The campaign to choose the next president of Colombia heats up. Several dozen candidates continue in that long race to choose Gustavo Petro’s successor in the May 2026 elections, which have been held blindly for several months. There is no clear favorite. With the arrival of November, the controversial (and unprecedented) ban on voting intention surveys that had been in force since July ended. The long-awaited return of opinion studies should help clear the outlook for the remainder of this year, while waiting for the blocs and alliances to be decided. Predictably, some candidates will take off in the coming weeks, and a few others will throw in the towel once and for all.
Faced with such a crowded and fragmented party, the early polls published before the ban failed to show a solid leader, decisively detached from the pack. Sergio Fajardo, the former mayor of Medellín who led the centrist coalition in 2022, used to appear among the best positioned. Vicky Dávila, former director of the magazine, also came out well placed. Week, or the former mayor of Bogotá, Claudia López. Even, from the ruling party, former senator Gustavo Bolívar, who has already dropped out of the race. Since then, however, the political map has changed. The campaign is played on several boards.
To begin with, the left already has its own presidential candidate, after Iván Cepeda emerged as the winner of the eventful popular consultation of the Historical Pact, the coalition that supports the Petro Government. The senator obtained more than one and a half million votes, of the 2.7 million people who participated. In the absence of surveys, Cepeda has already let himself be counted. Their numbers are difficult to reach. The progressivism plan now involves measuring itself in another consultation that will be held on the same day as the legislative elections, March 8, that of the so-called Broad Front, to have a single candidate that brings together various sectors of the center-left.
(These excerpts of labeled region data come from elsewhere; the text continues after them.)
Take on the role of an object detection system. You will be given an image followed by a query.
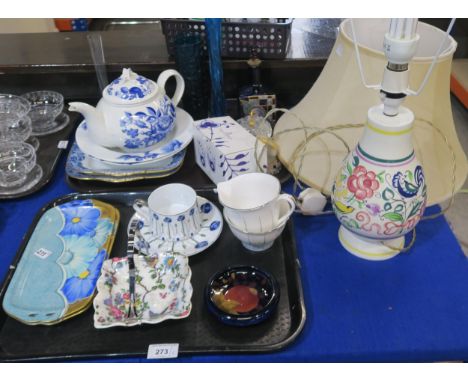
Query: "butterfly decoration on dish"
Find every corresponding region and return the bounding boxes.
[93,252,193,329]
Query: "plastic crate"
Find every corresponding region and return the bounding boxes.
[161,19,292,59]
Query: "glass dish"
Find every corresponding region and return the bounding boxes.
[205,265,280,326]
[0,94,31,130]
[0,116,32,142]
[22,90,63,132]
[0,142,36,187]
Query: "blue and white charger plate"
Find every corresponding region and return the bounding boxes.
[75,108,193,165]
[65,143,186,182]
[127,196,223,256]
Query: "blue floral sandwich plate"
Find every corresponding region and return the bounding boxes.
[65,143,186,183]
[128,196,223,256]
[3,199,120,325]
[75,108,193,166]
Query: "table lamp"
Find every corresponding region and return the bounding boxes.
[275,19,467,260]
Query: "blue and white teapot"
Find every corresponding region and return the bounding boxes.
[69,69,185,152]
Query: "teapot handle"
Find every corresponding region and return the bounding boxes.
[157,69,185,106]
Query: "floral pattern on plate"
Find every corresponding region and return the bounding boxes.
[3,199,119,325]
[65,143,186,182]
[93,252,193,329]
[128,196,223,256]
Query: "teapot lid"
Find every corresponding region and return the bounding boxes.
[102,68,158,104]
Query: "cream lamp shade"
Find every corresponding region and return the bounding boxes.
[274,19,468,205]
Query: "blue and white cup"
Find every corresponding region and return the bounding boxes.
[133,183,202,241]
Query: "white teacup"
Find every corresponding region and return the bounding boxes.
[133,183,202,241]
[217,173,296,233]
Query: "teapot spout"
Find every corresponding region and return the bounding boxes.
[68,102,106,143]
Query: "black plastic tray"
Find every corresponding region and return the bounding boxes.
[0,113,80,200]
[0,190,306,361]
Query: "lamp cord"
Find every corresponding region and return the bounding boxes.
[254,108,460,252]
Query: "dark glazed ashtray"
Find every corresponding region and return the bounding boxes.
[205,265,280,326]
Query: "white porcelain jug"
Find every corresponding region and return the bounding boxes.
[69,69,185,152]
[217,173,295,233]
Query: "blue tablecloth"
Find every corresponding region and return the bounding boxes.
[0,149,468,362]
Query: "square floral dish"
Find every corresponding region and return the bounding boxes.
[93,252,193,329]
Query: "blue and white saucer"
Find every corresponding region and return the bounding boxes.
[127,196,223,256]
[65,143,186,182]
[75,108,193,166]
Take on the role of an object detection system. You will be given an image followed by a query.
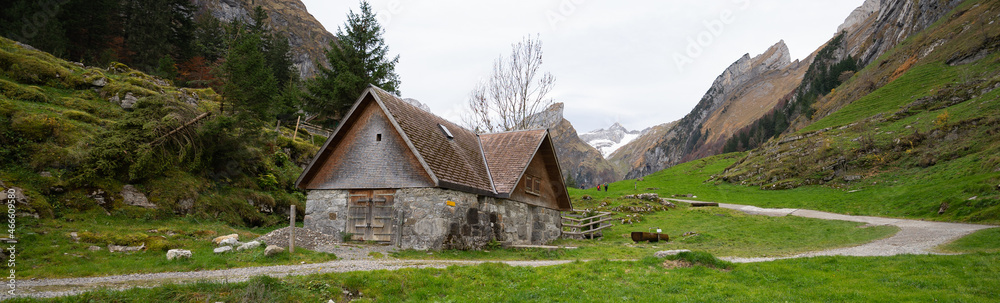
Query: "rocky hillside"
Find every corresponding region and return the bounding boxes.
[623,41,812,178]
[580,122,642,158]
[607,121,677,176]
[624,0,961,178]
[716,1,1000,221]
[528,103,620,187]
[194,0,336,79]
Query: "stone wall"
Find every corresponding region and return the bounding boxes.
[304,188,562,250]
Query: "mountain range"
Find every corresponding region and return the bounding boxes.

If the proposal comes to fruition, former ministers Roy Barreras and Juan Fernando Cristo, Senator Clara López or even the former mayor of Medellín Daniel Quintero could compete there – despite legal doubts about an alleged inability after he gave up participating in the Pact consultation on the time.
In addition to the definitions of the left, which anticipated the other blocks, there are some candidates who already have the endorsement of a party, such as Fajardo (Dignidad y Compromiso), Juan Manuel Galán (New Liberalism) or Juan Carlos Pinzón (Oxígeno, Ingrid Betancourt’s party). Candidacies for signatures on behalf of a citizen movement, rather than a political party, also abound. That long list includes Claudia López, who has promised that she will continue on her own until the end, to face the candidates of both Petro and former president Álvaro Uribe, the great reference of the right. Or Luis Gilberto Murillo, chancellor until the beginning of the year, who is also running as an antidote to polarization and offers his diplomatic experience to recover the battered relations with the United States of Donald Trump.
Among the many applicants for signatures is also the economist Mauricio Cárdenas, a former minister of several portfolios of conservative origin; David Luna, who resigned as a senator from Cambio Radical to run as an independent; or Dávila herself, among others. To the former director of Weekrepresentative of the sectors most furiously opposed to Petro, has been overshadowed in recent weeks by an even more strident campaign. The far-right lawyer Abelardo de la Espriella has been noted for his aggressiveness on social networks, videos with artificial intelligence that show him as a tiger and all kinds of high-sounding comments. Four former local leaders are also in the running, led by the two-time governor of Antioquia Aníbal Gaviria, who are seeking to define a single candidate via survey.
Aspirants who opted for the signature route must present the equivalent of 3% of the total valid votes in the 2022 presidential elections, some 630,000 signatures, before December 17. The Registry has until January 21, 2026 to verify its validity. To guarantee their enrollment, they usually make plans to collect at least twice the required rubrics. Several of the campaigns claim that they have already exceeded what is necessary.
On the right, activity is also frenetic. The Democratic Center, the party founded and led by former President Uribe, who is seeking to return to the Senate, will announce its candidate on November 28. The mechanism will be a survey that will measure Paloma Valencia, María Fernanda Cabal, Paola Holguín, Andrés Guerra and Miguel Uribe Londoño – the father of the murdered senator Miguel Uribe Turbay. Beyond this own candidate, the former president, recently acquitted in a long process for witness manipulation, seeks to gather around him the most conservative sectors and seal a broad anti-Petrist coalition both with Cambio Radical, the party of former vice president Germán Vargas Lleras, who still has not defined whether he will be a candidate, and with former president César Gaviria, director of the Liberal Party.
With that messy backdrop, and in the midst of the swarm of names, Colombia anxiously awaits the return of the polls as a necessary filter to gauge the real possibilities of each candidate. The ban ended last weekend. But the same law that restricted them – and that is being sued before the Constitutional Court – imposes some sample conditions, among others, about which pollsters have insistently complained, as they allege that they increase costs. When in doubt, none of the main firms are currently announcing the release of any electoral study. “We await the decision of the Constitutional Court to continue informing you,” the Invamer company warned in a brief message. Even blindly, the campaign must continue.